Throughout, the one thing the Nocti didn’t count on, that they couldn’t begin to understand, was the bond formed between good people. The radiation of heart-lights united in common purpose reflects greater in the darkness than anything man-made ever can. Together we’d proven formidable. We’d broken the Nocti reign at Dunklebarger, DG, and a Creator’s tornado did the rest of the demolition. We’d held off Ms. Asura and wounded her.
But we all know she’s still out there
.

Tens is my Protector and was described by Auntie as a rare gift, a soul mate who has always known my feelings, even when miles separated us. I don’t have to lie to him about being a Fenestra. At some point we’re supposed to be able to communicate without words, but so far that hasn’t happened. Human in all other regards, he’s got my back; we’re each other’s sidekicks, not halves of one soul but amplifiers of each other.

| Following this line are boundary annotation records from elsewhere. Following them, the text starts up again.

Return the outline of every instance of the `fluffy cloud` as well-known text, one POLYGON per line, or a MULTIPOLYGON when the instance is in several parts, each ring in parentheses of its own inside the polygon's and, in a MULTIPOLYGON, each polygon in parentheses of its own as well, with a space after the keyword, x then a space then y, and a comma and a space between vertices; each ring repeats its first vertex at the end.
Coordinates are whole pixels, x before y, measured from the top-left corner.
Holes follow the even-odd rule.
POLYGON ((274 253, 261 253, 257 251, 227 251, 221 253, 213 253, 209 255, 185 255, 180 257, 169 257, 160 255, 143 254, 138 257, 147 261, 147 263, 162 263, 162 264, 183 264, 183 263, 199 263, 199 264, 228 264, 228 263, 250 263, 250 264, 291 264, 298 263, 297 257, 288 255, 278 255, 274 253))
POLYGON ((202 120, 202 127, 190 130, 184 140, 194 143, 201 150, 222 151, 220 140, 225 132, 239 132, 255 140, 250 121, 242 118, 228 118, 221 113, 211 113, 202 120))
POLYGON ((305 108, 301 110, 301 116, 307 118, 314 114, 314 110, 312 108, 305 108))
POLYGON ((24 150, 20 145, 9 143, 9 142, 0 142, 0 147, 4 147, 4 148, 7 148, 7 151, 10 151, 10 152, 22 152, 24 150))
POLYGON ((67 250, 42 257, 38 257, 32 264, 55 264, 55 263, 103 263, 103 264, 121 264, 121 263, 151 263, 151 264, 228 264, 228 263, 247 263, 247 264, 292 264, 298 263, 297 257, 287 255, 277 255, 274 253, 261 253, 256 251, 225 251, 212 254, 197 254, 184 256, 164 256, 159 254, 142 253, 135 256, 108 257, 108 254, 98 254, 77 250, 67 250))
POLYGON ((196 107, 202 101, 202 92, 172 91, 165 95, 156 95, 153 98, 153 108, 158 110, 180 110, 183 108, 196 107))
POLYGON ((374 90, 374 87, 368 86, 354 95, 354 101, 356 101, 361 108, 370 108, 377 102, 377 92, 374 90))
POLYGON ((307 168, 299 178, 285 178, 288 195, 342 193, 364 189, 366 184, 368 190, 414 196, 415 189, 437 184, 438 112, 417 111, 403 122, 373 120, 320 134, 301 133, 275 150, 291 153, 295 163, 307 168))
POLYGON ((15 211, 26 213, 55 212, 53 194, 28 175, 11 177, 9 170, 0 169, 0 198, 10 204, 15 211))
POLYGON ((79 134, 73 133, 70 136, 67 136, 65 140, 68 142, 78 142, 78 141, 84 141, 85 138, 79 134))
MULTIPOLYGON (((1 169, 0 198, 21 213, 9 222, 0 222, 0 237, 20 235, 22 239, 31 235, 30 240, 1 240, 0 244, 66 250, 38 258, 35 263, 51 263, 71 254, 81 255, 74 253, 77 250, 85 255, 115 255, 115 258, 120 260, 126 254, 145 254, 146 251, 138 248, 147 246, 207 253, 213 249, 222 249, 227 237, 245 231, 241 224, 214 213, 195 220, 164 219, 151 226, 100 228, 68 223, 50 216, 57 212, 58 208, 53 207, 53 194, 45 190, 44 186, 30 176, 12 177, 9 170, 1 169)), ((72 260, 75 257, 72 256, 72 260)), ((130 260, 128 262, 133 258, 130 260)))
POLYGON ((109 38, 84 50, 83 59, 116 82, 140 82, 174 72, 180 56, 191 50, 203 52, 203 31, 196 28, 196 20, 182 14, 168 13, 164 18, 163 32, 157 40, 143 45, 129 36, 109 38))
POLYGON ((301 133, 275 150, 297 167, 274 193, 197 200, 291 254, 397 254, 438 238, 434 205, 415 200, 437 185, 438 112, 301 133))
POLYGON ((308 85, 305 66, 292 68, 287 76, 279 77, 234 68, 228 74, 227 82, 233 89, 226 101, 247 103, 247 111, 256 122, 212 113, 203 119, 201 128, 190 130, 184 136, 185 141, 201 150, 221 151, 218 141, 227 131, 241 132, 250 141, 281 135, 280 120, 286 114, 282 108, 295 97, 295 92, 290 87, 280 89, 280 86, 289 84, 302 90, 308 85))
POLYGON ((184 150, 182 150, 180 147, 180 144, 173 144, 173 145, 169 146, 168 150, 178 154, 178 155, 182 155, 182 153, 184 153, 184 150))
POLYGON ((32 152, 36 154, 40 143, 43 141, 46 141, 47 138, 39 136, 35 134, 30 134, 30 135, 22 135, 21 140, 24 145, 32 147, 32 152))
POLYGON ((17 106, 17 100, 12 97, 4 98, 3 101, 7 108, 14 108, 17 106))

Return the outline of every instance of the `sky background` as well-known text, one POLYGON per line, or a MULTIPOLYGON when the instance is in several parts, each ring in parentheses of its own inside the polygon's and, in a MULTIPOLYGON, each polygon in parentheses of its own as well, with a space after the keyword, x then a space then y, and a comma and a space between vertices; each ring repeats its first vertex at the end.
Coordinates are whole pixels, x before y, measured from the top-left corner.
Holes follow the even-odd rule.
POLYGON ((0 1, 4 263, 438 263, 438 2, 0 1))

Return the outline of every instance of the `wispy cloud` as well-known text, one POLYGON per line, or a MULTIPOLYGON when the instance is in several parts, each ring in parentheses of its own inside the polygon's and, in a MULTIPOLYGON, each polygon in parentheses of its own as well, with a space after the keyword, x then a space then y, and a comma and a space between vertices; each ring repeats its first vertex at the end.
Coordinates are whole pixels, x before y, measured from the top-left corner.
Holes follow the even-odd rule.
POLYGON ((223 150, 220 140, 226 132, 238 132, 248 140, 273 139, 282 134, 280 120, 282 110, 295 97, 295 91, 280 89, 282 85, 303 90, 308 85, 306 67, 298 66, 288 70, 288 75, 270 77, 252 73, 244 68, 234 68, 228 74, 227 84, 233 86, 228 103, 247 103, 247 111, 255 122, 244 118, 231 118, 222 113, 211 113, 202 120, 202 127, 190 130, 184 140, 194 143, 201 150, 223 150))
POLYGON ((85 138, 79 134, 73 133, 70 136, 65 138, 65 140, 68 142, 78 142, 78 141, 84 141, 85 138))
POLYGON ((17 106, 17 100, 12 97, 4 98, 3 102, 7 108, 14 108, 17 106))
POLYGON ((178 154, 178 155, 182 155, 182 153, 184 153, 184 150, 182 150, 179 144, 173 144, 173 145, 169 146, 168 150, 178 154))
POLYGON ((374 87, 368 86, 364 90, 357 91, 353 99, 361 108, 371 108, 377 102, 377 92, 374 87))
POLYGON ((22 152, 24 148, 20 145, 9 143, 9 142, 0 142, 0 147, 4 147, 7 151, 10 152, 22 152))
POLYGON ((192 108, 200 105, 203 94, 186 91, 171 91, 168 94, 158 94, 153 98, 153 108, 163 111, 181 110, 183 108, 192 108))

We’re joined by creatures of the Creators. A wolf-dog named Custos, her name meaning “guardian,” is Tens’s best friend. She’s been with him since he trekked from Seattle to Revelation to find Auntie. Custos comes and goes as she pleases, doesn’t eat much, and seems to give her opinion in tail wags and tongue licks. It’s clear I’m lower on the
ladder than she is, at least in her mind. On the journey as well is a long-haired, short-tempered Maine coon named Minerva, or Mini. Minerva is named for the goddess of knowledge, and her expression says it all.

Mini arrived at Dunklebarger months before we did. She kept Juliet going, easing the ache of souls using Juliet’s window without her knowledge. Mini saved Juliet’s sanity, and maybe her life, more times than I care to count. She is the Fenestras’ creature and favors Juliet over me. I’m waiting. She’ll like me. Eventually.

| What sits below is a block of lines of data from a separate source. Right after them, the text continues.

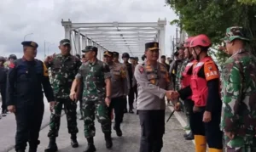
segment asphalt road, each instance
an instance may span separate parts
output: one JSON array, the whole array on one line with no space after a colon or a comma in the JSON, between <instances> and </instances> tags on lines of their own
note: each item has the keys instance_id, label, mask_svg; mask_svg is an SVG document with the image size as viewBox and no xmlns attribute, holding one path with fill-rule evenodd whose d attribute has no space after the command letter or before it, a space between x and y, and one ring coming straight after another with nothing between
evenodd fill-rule
<instances>
[{"instance_id":1,"label":"asphalt road","mask_svg":"<svg viewBox=\"0 0 256 152\"><path fill-rule=\"evenodd\" d=\"M47 106L45 106L47 109ZM166 108L166 118L169 116L171 111L169 108ZM79 115L79 114L78 114ZM44 122L47 123L49 121L49 113L46 112L44 117ZM9 120L9 121L8 121ZM14 137L15 132L15 118L13 115L8 115L5 121L5 125L1 128L4 129L3 134L6 136L2 136L0 142L4 142L4 144L1 144L2 148L9 147L14 144ZM70 135L67 133L67 119L64 115L61 117L61 128L59 132L59 137L57 138L57 144L60 152L82 152L84 150L87 142L84 138L83 130L84 124L82 121L78 120L79 132L78 133L78 141L79 143L79 147L73 149L70 146ZM2 124L2 122L1 122ZM96 121L96 135L95 137L95 144L99 152L137 152L139 150L140 143L140 125L138 115L135 114L125 114L124 118L124 122L122 124L123 137L117 137L115 132L113 131L112 137L113 146L112 149L107 149L105 147L105 140L103 133L101 130L101 126ZM49 131L49 127L46 127L40 132L40 141L41 144L38 146L38 151L44 152L44 149L48 145L49 139L47 138L47 133ZM162 152L191 152L194 151L194 144L191 141L186 141L183 139L183 135L184 131L179 121L177 120L175 115L173 115L170 121L166 126L166 134L164 136L164 148ZM3 143L1 143L3 144ZM5 145L5 146L3 146ZM1 152L5 152L7 150L0 150ZM14 149L10 150L15 152Z\"/></svg>"}]
</instances>

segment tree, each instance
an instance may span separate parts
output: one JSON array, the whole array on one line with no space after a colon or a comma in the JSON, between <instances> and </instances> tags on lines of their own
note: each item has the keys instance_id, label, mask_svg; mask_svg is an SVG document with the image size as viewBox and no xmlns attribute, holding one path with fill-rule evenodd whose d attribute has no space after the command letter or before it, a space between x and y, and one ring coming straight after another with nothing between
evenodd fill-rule
<instances>
[{"instance_id":1,"label":"tree","mask_svg":"<svg viewBox=\"0 0 256 152\"><path fill-rule=\"evenodd\" d=\"M189 35L207 34L213 44L220 44L227 27L240 25L247 29L252 50L256 50L256 0L166 0L179 16L172 23L185 30ZM213 46L214 46L213 45ZM255 53L255 51L253 51ZM216 53L219 62L227 57Z\"/></svg>"}]
</instances>

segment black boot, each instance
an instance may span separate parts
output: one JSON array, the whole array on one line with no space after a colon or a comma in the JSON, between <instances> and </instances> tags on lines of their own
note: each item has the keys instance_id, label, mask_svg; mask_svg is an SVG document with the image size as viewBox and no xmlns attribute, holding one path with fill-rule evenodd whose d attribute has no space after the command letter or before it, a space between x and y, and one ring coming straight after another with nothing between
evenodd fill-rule
<instances>
[{"instance_id":1,"label":"black boot","mask_svg":"<svg viewBox=\"0 0 256 152\"><path fill-rule=\"evenodd\" d=\"M56 151L58 151L56 138L50 138L49 142L49 145L47 149L44 149L44 152L56 152Z\"/></svg>"},{"instance_id":2,"label":"black boot","mask_svg":"<svg viewBox=\"0 0 256 152\"><path fill-rule=\"evenodd\" d=\"M186 140L193 140L194 139L194 134L192 133L192 132L190 132L187 137L185 137Z\"/></svg>"},{"instance_id":3,"label":"black boot","mask_svg":"<svg viewBox=\"0 0 256 152\"><path fill-rule=\"evenodd\" d=\"M122 132L122 131L121 131L121 129L120 129L120 125L115 124L115 125L114 125L114 130L115 130L116 135L117 135L118 137L121 137L121 136L123 135L123 132Z\"/></svg>"},{"instance_id":4,"label":"black boot","mask_svg":"<svg viewBox=\"0 0 256 152\"><path fill-rule=\"evenodd\" d=\"M78 142L78 140L77 140L77 135L76 134L73 134L73 135L71 135L71 146L73 147L73 148L77 148L77 147L79 147L79 142Z\"/></svg>"},{"instance_id":5,"label":"black boot","mask_svg":"<svg viewBox=\"0 0 256 152\"><path fill-rule=\"evenodd\" d=\"M113 146L111 133L105 133L105 141L107 149L110 149Z\"/></svg>"},{"instance_id":6,"label":"black boot","mask_svg":"<svg viewBox=\"0 0 256 152\"><path fill-rule=\"evenodd\" d=\"M87 138L88 146L84 152L95 152L96 149L94 146L93 138Z\"/></svg>"},{"instance_id":7,"label":"black boot","mask_svg":"<svg viewBox=\"0 0 256 152\"><path fill-rule=\"evenodd\" d=\"M129 113L130 113L130 114L133 114L134 112L133 112L132 110L130 109L130 110L129 110Z\"/></svg>"},{"instance_id":8,"label":"black boot","mask_svg":"<svg viewBox=\"0 0 256 152\"><path fill-rule=\"evenodd\" d=\"M39 140L38 140L36 143L29 142L29 150L28 150L28 152L37 152L38 144L40 144Z\"/></svg>"},{"instance_id":9,"label":"black boot","mask_svg":"<svg viewBox=\"0 0 256 152\"><path fill-rule=\"evenodd\" d=\"M84 120L84 116L83 116L83 111L82 110L80 110L80 117L79 117L79 120Z\"/></svg>"}]
</instances>

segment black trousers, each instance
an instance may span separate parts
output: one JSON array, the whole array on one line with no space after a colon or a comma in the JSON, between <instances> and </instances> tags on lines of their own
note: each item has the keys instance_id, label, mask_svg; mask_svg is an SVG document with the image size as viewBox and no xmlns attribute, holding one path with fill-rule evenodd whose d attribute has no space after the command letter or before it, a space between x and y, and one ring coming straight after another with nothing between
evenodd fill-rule
<instances>
[{"instance_id":1,"label":"black trousers","mask_svg":"<svg viewBox=\"0 0 256 152\"><path fill-rule=\"evenodd\" d=\"M0 93L2 97L2 111L7 111L6 105L6 83L0 83Z\"/></svg>"},{"instance_id":2,"label":"black trousers","mask_svg":"<svg viewBox=\"0 0 256 152\"><path fill-rule=\"evenodd\" d=\"M109 117L111 117L111 112L113 109L114 110L114 122L116 129L120 128L120 124L124 117L124 104L125 99L123 97L111 99L111 103L109 105Z\"/></svg>"},{"instance_id":3,"label":"black trousers","mask_svg":"<svg viewBox=\"0 0 256 152\"><path fill-rule=\"evenodd\" d=\"M44 112L43 100L23 101L20 100L16 104L16 136L15 149L24 150L26 143L30 147L38 147L39 131Z\"/></svg>"},{"instance_id":4,"label":"black trousers","mask_svg":"<svg viewBox=\"0 0 256 152\"><path fill-rule=\"evenodd\" d=\"M128 94L128 101L129 101L129 110L133 110L133 102L134 102L134 88L131 87L129 94ZM125 107L126 108L126 105Z\"/></svg>"},{"instance_id":5,"label":"black trousers","mask_svg":"<svg viewBox=\"0 0 256 152\"><path fill-rule=\"evenodd\" d=\"M223 132L219 128L221 112L220 110L212 112L212 121L207 123L202 121L204 112L205 110L191 113L191 131L194 135L206 136L209 148L221 149L223 149Z\"/></svg>"},{"instance_id":6,"label":"black trousers","mask_svg":"<svg viewBox=\"0 0 256 152\"><path fill-rule=\"evenodd\" d=\"M138 110L142 127L140 152L160 152L165 133L165 110Z\"/></svg>"}]
</instances>

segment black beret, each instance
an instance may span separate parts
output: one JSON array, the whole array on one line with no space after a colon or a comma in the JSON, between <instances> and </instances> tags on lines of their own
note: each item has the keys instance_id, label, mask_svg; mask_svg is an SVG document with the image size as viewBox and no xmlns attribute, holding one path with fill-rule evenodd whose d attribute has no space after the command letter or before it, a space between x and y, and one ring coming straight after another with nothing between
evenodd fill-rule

But since our battle at Wildcat Creek, the Nocti are quiet and invisible.
Evil never gives up
.

Auntie gave me a journal in which each generation of my family’s Fenestra had written their experiences and pieces of our puzzle down for the next. Its cover is made of thick, cracking leather, embossed with all things alive. The penmanship is tiny and cramped. But I read it. Tens read it. We decipher more daily. Looking for ways to fully defeat the Nocti. To free Juliet’s mother, Roshana, who seems trapped at the window. To help ourselves.